An article in The Atlantic offers a balanced assessment of the project and asks the very legitimate question “Form and function was an achievable balance 100 years ago, as the lasting grandeur of Grand Central proves. Why can’t we do the same today?”

I’ve been sleuthing images of utilitarian buildings, 19th and early 20th century industrial and agricultural buildings that reflect a twist on the old Vitruvian trilogy “Utilitas, Firmitas, Venustas.” From a modernist perspective, it’s possible to transform its meaning with two arithmetic symbols, imagining beauty (venustas) as the natural sum of the other two. Address function and structural economy and you have, by definition, resolved the third. My education in the 1960s inclines me toward that understanding, and my ongoing involvement with architectural education during the last forty-plus years only reinforces the point. Call me old fashioned—I am—but it seems an eminently defensible perspective.
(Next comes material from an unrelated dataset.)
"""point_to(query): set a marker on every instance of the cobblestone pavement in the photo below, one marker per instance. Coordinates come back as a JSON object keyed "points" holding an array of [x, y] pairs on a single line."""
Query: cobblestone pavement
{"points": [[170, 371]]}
One of my colleagues shared a position paper with me this week, one that resonates with all of this and causes me to wonder about continuing to teach. My inner child would enjoy a hissy fit; my outer adult tells me to stick it out.

Kendall_Boiler_and_Tank_Company_building

Among the images I’m gathering as inspiration for Agincourt’s vernacular buildings [there’s an ongoing challenge: to design the undesigned], is this one from the Kendall Square neighborhood of Boston. Built for a manufacturer of boilers and tanks, there is an unselfconscious honesty, directness and modesty oozing from these forms that I find instructive—in a positive way. There may be, on the other hand, lessons of a different sort to be gleaned from Mr Calatrava. Never met the man. Unlikely to. I’m sure he’s a fine human being who loves dogs and treats his employees with dignity. But there is a level of hubris in his work that exceeds any cost-benefit analysis.

There is much to be learned from each of these buildings. You can guess where my sympathies lie.